Frustrated that you didn't do as well in your March Madness office pool as you'd hoped? Next year you might want to try making your picks using a computerized ranking system built by professors at Georgia Tech.
The system, called LRMC for the two mathematical processes it uses (logistical regression and Markov chain), correctly picked all four of the semifinalists in this year's National College Athletic Association (NCAA) tournament, teams colloquially known as the "Final Four." Moreover, it has predicted semifinalists with 83 percent accuracy over the past nine years, according to its creators.

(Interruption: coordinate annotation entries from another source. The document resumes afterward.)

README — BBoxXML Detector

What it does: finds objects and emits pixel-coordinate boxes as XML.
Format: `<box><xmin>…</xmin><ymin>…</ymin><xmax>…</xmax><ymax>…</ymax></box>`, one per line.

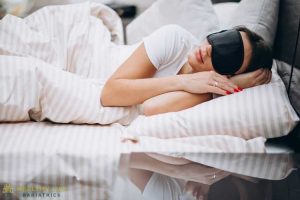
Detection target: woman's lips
<box><xmin>196</xmin><ymin>49</ymin><xmax>204</xmax><ymax>63</ymax></box>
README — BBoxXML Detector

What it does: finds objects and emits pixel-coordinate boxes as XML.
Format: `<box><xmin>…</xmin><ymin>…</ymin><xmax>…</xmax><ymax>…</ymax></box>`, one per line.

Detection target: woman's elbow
<box><xmin>100</xmin><ymin>81</ymin><xmax>113</xmax><ymax>107</ymax></box>
<box><xmin>142</xmin><ymin>102</ymin><xmax>162</xmax><ymax>116</ymax></box>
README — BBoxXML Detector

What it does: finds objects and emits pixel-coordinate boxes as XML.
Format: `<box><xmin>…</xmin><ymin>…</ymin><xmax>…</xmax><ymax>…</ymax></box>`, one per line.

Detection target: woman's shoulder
<box><xmin>149</xmin><ymin>24</ymin><xmax>197</xmax><ymax>41</ymax></box>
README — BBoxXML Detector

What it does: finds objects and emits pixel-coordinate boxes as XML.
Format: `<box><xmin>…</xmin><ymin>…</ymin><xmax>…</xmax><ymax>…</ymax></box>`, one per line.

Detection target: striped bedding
<box><xmin>0</xmin><ymin>3</ymin><xmax>292</xmax><ymax>199</ymax></box>
<box><xmin>0</xmin><ymin>2</ymin><xmax>138</xmax><ymax>125</ymax></box>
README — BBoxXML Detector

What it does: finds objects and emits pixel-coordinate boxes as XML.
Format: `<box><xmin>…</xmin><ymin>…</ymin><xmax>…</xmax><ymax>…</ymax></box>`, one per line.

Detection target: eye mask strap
<box><xmin>207</xmin><ymin>29</ymin><xmax>244</xmax><ymax>75</ymax></box>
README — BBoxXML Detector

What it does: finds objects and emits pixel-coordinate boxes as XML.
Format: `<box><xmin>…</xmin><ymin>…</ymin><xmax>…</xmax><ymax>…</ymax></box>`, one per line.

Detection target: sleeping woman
<box><xmin>100</xmin><ymin>25</ymin><xmax>272</xmax><ymax>115</ymax></box>
<box><xmin>104</xmin><ymin>25</ymin><xmax>272</xmax><ymax>199</ymax></box>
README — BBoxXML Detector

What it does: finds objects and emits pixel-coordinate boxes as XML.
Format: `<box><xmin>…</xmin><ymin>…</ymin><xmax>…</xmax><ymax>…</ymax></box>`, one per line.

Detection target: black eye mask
<box><xmin>207</xmin><ymin>29</ymin><xmax>244</xmax><ymax>75</ymax></box>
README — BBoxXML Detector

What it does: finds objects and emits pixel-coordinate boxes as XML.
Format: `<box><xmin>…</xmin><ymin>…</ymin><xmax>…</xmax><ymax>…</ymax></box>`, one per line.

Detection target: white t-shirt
<box><xmin>143</xmin><ymin>25</ymin><xmax>199</xmax><ymax>77</ymax></box>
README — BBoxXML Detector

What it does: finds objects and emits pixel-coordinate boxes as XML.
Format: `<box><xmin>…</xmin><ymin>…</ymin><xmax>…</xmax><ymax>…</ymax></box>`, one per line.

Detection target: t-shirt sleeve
<box><xmin>143</xmin><ymin>25</ymin><xmax>196</xmax><ymax>69</ymax></box>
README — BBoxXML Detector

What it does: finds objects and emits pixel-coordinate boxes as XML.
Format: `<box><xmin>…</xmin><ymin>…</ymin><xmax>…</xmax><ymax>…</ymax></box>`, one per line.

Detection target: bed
<box><xmin>0</xmin><ymin>0</ymin><xmax>297</xmax><ymax>200</ymax></box>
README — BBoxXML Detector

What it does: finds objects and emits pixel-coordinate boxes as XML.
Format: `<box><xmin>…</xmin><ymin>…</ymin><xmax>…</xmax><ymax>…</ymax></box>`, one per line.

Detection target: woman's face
<box><xmin>188</xmin><ymin>32</ymin><xmax>252</xmax><ymax>74</ymax></box>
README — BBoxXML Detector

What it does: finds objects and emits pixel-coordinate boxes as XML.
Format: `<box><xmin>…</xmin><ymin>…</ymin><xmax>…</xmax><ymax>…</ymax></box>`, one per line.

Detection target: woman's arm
<box><xmin>142</xmin><ymin>91</ymin><xmax>212</xmax><ymax>116</ymax></box>
<box><xmin>100</xmin><ymin>44</ymin><xmax>182</xmax><ymax>106</ymax></box>
<box><xmin>100</xmin><ymin>44</ymin><xmax>236</xmax><ymax>106</ymax></box>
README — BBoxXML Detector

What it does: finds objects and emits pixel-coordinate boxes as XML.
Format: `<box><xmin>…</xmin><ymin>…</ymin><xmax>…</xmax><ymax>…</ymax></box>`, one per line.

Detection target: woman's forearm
<box><xmin>100</xmin><ymin>75</ymin><xmax>182</xmax><ymax>106</ymax></box>
<box><xmin>142</xmin><ymin>91</ymin><xmax>212</xmax><ymax>116</ymax></box>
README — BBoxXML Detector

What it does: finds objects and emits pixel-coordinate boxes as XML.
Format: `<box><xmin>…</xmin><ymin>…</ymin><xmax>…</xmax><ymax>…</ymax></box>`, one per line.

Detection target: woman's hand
<box><xmin>180</xmin><ymin>71</ymin><xmax>240</xmax><ymax>95</ymax></box>
<box><xmin>185</xmin><ymin>181</ymin><xmax>210</xmax><ymax>200</ymax></box>
<box><xmin>230</xmin><ymin>68</ymin><xmax>272</xmax><ymax>88</ymax></box>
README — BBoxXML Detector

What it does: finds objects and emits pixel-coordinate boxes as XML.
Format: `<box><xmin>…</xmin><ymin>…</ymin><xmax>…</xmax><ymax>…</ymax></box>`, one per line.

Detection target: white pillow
<box><xmin>128</xmin><ymin>62</ymin><xmax>299</xmax><ymax>139</ymax></box>
<box><xmin>229</xmin><ymin>0</ymin><xmax>280</xmax><ymax>46</ymax></box>
<box><xmin>213</xmin><ymin>2</ymin><xmax>239</xmax><ymax>30</ymax></box>
<box><xmin>126</xmin><ymin>0</ymin><xmax>219</xmax><ymax>44</ymax></box>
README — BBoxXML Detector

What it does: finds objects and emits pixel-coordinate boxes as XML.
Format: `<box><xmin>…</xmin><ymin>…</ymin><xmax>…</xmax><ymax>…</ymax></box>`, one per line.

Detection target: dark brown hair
<box><xmin>233</xmin><ymin>26</ymin><xmax>273</xmax><ymax>72</ymax></box>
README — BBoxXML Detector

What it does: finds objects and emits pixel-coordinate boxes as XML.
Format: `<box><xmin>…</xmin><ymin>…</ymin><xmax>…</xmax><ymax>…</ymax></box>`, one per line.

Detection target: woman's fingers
<box><xmin>255</xmin><ymin>69</ymin><xmax>270</xmax><ymax>86</ymax></box>
<box><xmin>214</xmin><ymin>77</ymin><xmax>238</xmax><ymax>93</ymax></box>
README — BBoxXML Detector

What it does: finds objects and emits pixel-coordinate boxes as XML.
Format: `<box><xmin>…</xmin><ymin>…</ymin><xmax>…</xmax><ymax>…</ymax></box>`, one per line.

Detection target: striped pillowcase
<box><xmin>0</xmin><ymin>55</ymin><xmax>138</xmax><ymax>125</ymax></box>
<box><xmin>128</xmin><ymin>62</ymin><xmax>299</xmax><ymax>139</ymax></box>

Out of the 36 Final Four teams in the past nine years, the system has accurately picked 30 -- results that are more accurate than the AP poll of sportswriters and the ESPN/USA Today poll of coaches, the Ratings Percentage Index (RPI) formula and the tournament seeding system, said Joel Sokol, a professor of industrial systems and engineering at Georgia Tech and one of LRMC's creators. Over the same time frame, the seedings and polls have picked 23 of the final-four participants, and the RPI identified 21, Sokol said.

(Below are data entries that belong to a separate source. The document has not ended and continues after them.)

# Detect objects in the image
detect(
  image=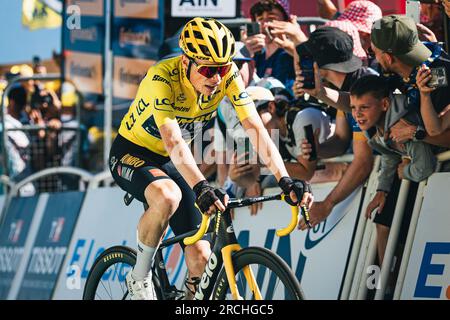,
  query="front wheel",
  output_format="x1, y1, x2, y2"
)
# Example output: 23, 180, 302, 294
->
83, 246, 136, 300
212, 247, 304, 300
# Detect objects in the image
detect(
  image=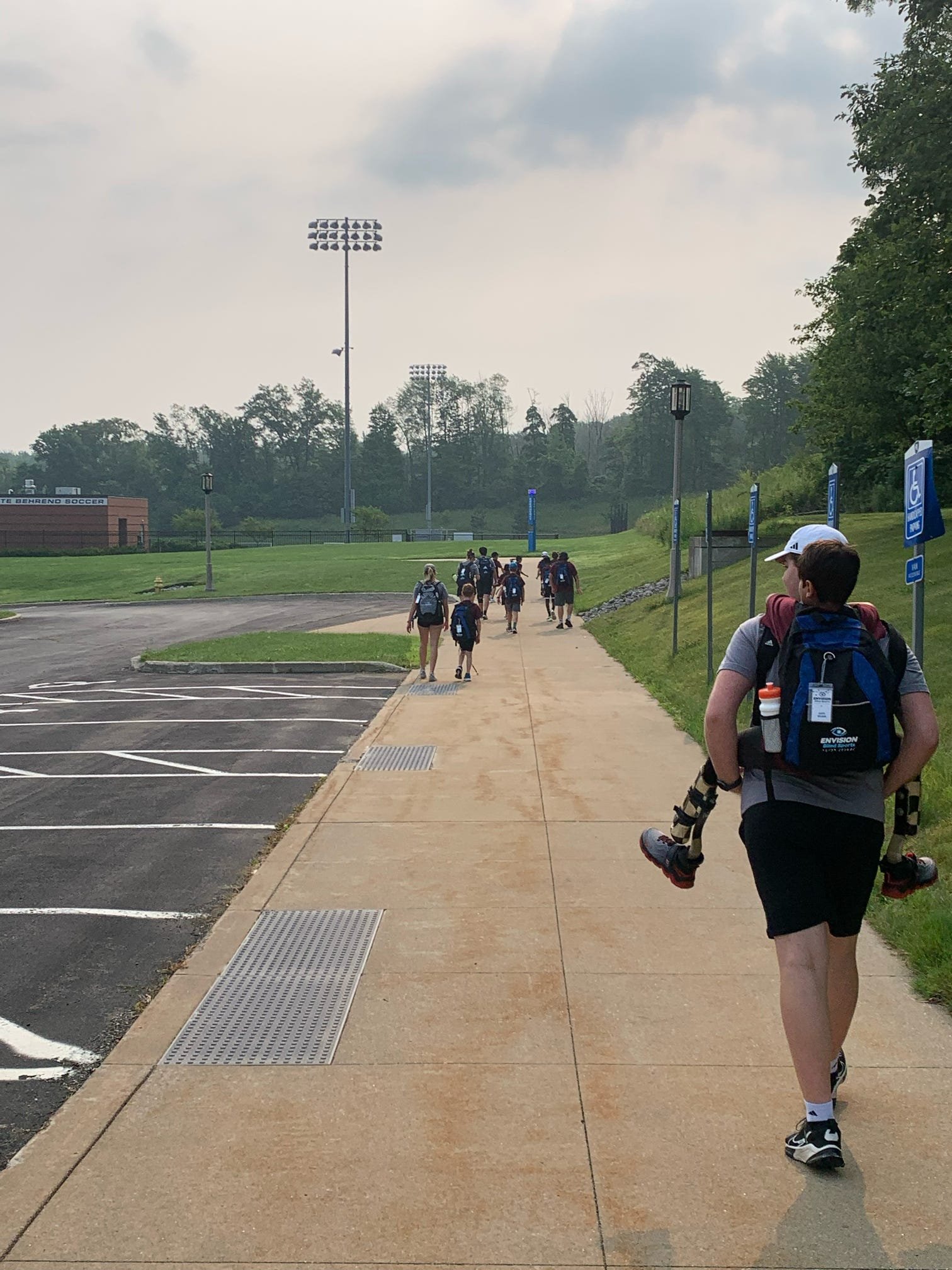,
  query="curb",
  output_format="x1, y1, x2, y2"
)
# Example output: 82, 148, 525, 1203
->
130, 656, 406, 674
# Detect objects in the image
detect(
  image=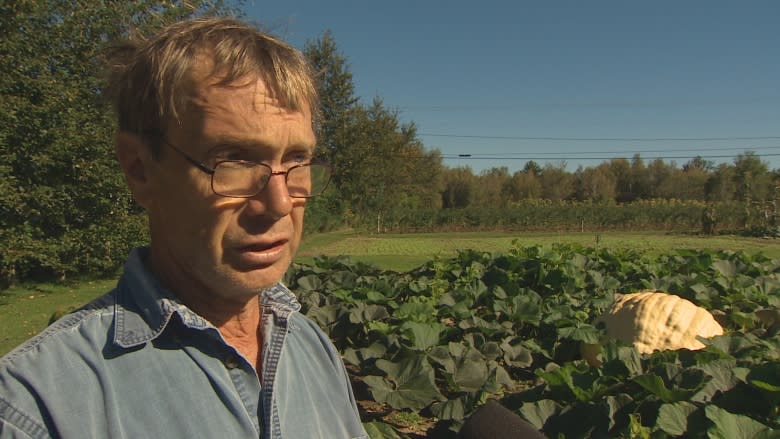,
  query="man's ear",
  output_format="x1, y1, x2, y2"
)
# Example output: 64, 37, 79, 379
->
116, 132, 155, 209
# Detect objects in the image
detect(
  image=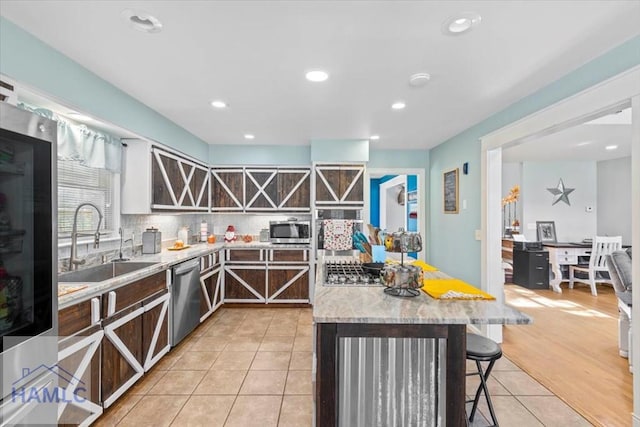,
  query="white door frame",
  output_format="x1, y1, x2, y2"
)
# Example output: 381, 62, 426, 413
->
363, 167, 429, 261
480, 66, 640, 427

In addition to accurately predicting the Final Four this year, the system also is one game ahead of the seeding system and three games ahead of the RPI, he said. Moreover, in games when the LRMC system and the polls and seedings disagreed, the Georgia Tech system chose three out of five correct against the seeds and five out of seven correct against the RPI, Sokol added.
In the U.S., the annual NCAA basketball championship, also known as March Madness, pits 64 teams against each other in a complex bracketing and seeding system based on the teams' performances in the regular college-basketball season. The tournament is popular fodder for office betting pools, even for people who are not necessarily interested in sports.

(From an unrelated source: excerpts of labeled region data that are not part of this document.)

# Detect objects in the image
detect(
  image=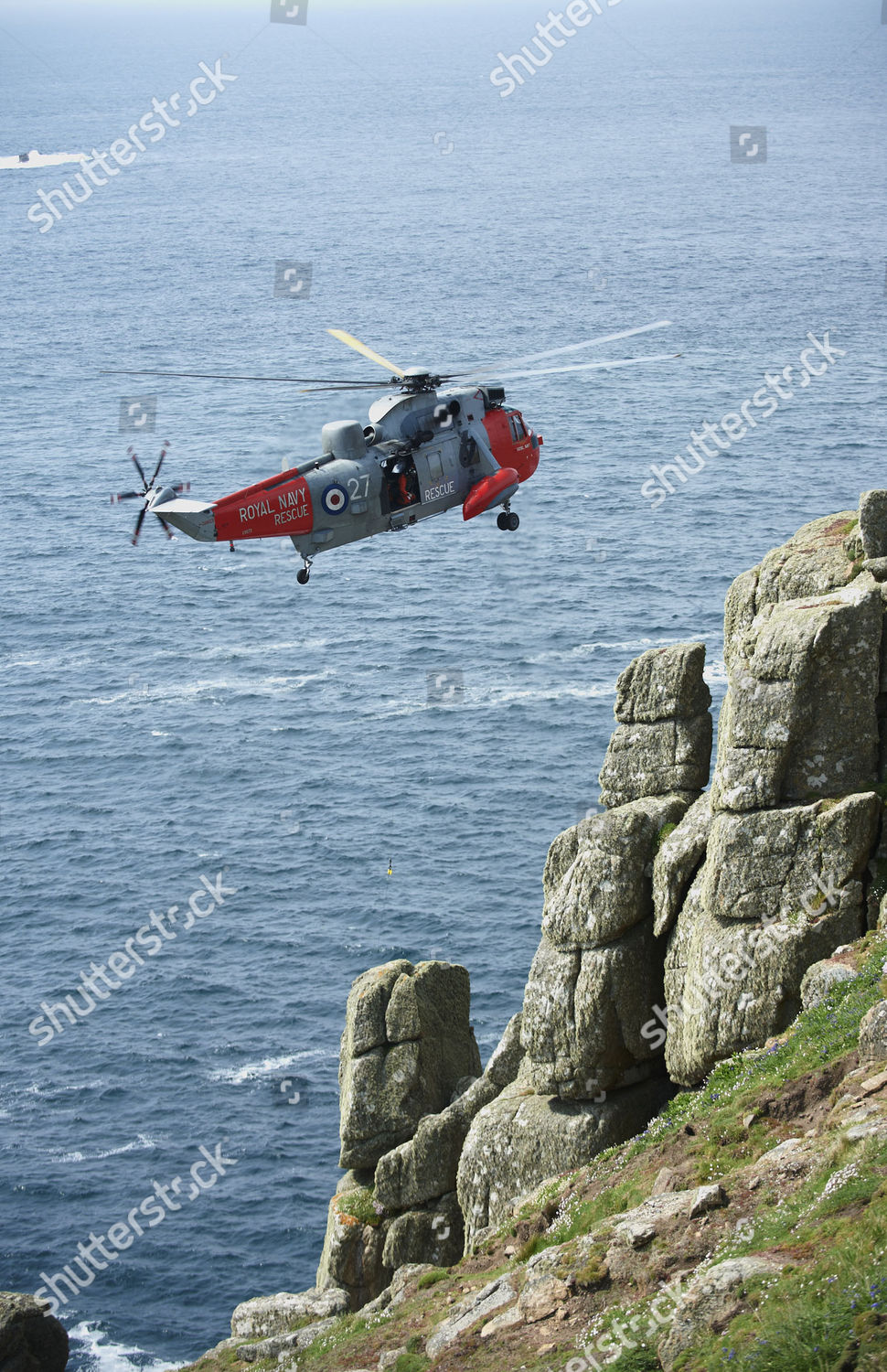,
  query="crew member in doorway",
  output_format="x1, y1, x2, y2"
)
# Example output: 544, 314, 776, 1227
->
395, 463, 418, 509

Sokol said he and another professor, Paul Kvam, came up with the idea of the ranking system several years ago, when Georgia Tech's basketball team was not considered for the NCAA tournament. At the time, some pundits said if the team had won one more game, they would have been a "bubble" team, the term for teams that are in the running for a March Madness slot.
However, to Sokol and Kvam this seemed unfair, because "there was a game where Georgia Tech was playing Tennessee and Tennessee won the game on a last-second, half-court shot."
"That really improbable shot made the difference, and [we wondered] if that really indicates that Georgia Tech is somehow a worse team than if that guy had missed the shot," Sokol said.
The two devised the system and began using it in the 2003-2004 college basketball season; eventually another professor, George Nemhauser, joined the LRMC team.
About halfway into the college basketball season in January, the LRMC begins collecting information from the NCAA scoreboard on Yahoo. The logistical regression part of the system analyzes information about the teams, the players, where the game is played, which team has home-court advantage, what the margin of victory in the game was and the like, Sokol said.
"Based on that information, it estimates what the probability is that the team that won is actually better or ... if the team that's worse just happened to win," he said. The part of the system that uses the Markov chain process then takes those estimates and puts them together into a ranking, Sokol added.
Once the system was put into use, Sokol and his team went back and applied it to NCAA tournaments back to the 1999-2000 college basketball season to track the accuracy of results over the years. He said also that once the LRMC was launched, he and his colleagues stopped playing NCAA tournament betting polls, believing they have an unfair advantage over other players.